Design and processing capabilities of additive manufacturing (AM) to fabricate complex geometries continues to drive the adoption of AM for biomedical applications. In this study, a validated design methodology is presented to evaluate AM as an effective fabrication technique for reconstruction of large bone defects after tumor resection in pediatric oncology patients. Implanting off-the-shelf components in pediatric patients is especially challenging because most standard components are sized and shaped for more common adult cases. While currently reported efforts on AM implants are focused on maxillofacial, hip and knee reconstructions, there have been no reported studies on reconstruction of proximal humerus tumors. A case study of a 9-year-old diagnosed with proximal humerus osteosarcoma was used to develop a patient-specific AM prosthesis for the humerus following tumor resection. Commonly used body-centered cubic (BCC) structures were incorporated at the surgical neck and distal interface in order to increase the effective surface area, promote osseointegration, and reduce the implant weight. A patient-specific prosthesis was fabricated using electron beam melting method from biocompatible Ti-6Al-4V. Both computational and biomechanical tests were performed on the prosthesis to evaluate its biomechanical behavior under varying loading conditions. Morphological analysis of the construct using micro-computed tomography was used to compare the as-designed and as-built prosthesis. It was found that the patient-specific prosthesis could withstand physiologically-relevant loading conditions with minimal permanent deformation (82 μm after 105 cycles) at the medial aspect of the porous surgical neck. These outcomes support potential translation of the patient-specific AM prostheses to reconstruct large bone defects following tumor resection.

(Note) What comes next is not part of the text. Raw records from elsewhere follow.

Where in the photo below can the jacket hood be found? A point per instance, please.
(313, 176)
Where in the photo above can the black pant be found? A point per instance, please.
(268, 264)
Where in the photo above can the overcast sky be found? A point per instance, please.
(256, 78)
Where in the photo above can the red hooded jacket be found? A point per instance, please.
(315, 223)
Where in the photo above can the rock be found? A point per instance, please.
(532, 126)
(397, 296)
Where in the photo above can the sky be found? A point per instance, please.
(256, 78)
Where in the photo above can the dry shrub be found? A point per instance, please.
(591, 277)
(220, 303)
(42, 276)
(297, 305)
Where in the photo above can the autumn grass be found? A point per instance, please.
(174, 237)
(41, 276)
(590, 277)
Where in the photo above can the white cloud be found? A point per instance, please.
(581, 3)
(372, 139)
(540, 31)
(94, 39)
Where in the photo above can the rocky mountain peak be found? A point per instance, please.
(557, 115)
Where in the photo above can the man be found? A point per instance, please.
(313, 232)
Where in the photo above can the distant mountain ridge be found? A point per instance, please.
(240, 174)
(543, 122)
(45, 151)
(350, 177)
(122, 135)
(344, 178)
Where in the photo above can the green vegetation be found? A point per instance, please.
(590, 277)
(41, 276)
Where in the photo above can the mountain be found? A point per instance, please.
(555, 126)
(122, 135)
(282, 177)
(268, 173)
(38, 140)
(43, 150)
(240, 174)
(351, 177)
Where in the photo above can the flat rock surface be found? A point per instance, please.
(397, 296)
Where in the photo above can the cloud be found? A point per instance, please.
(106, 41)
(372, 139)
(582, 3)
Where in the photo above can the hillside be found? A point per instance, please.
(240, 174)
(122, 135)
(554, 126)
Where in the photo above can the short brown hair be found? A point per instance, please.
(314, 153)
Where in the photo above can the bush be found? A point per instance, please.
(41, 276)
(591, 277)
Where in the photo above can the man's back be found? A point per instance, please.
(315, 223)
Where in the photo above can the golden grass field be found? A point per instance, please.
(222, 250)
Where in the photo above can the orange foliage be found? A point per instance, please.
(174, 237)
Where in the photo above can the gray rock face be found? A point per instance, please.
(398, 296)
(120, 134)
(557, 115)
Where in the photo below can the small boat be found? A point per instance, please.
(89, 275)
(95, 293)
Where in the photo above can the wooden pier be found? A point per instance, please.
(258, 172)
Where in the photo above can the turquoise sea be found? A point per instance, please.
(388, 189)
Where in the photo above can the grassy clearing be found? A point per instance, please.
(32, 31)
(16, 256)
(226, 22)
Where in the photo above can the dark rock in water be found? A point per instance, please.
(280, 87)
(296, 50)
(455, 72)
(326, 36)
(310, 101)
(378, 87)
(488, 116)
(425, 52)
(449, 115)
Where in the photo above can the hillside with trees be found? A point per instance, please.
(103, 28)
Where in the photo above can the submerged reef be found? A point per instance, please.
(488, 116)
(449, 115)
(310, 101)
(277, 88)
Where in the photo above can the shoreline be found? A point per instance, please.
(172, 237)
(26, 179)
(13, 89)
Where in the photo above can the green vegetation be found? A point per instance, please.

增材制造(AM)的设计和加工能力继续推动其在生物医学应用中的采用,以制造复杂的几何形状。在这项研究中,提出了一种经过验证的设计方法,以评估 AM 作为一种有效的制造技术,用于在儿科肿瘤患者肿瘤切除后重建大的骨缺损。在儿科患者中植入现成的组件尤其具有挑战性,因为大多数标准组件的尺寸和形状都是为更常见的成人病例设计的。虽然目前关于 AM 植入物的研究集中在颌面、臀部和膝盖重建上,但还没有关于重建肱骨近端肿瘤的报道。使用一名 9 岁患有肱骨骨肉瘤的患者的病例研究,为肿瘤切除后的肱骨开发了一种特定于患者的 AM 假体。在手术颈和远端界面处加入了常用的体心立方(BCC)结构,以增加有效表面积、促进骨整合并减轻植入物的重量。使用电子束熔化方法从生物相容性 Ti-6Al-4V 制造了特定于患者的假体。对假体进行了计算和生物力学测试,以评估其在不同加载条件下的生物力学行为。使用微计算机断层扫描对构建体进行形态分析,以比较设计和制造的假体。结果发现,特定于患者的假体可以承受与生理相关的加载条件,在多孔手术颈的内侧只有最小的永久变形(105 个循环后为 82 μm)。这些结果支持将特定于患者的 AM 假体转化为用于重建肿瘤切除后大的骨缺损的潜力。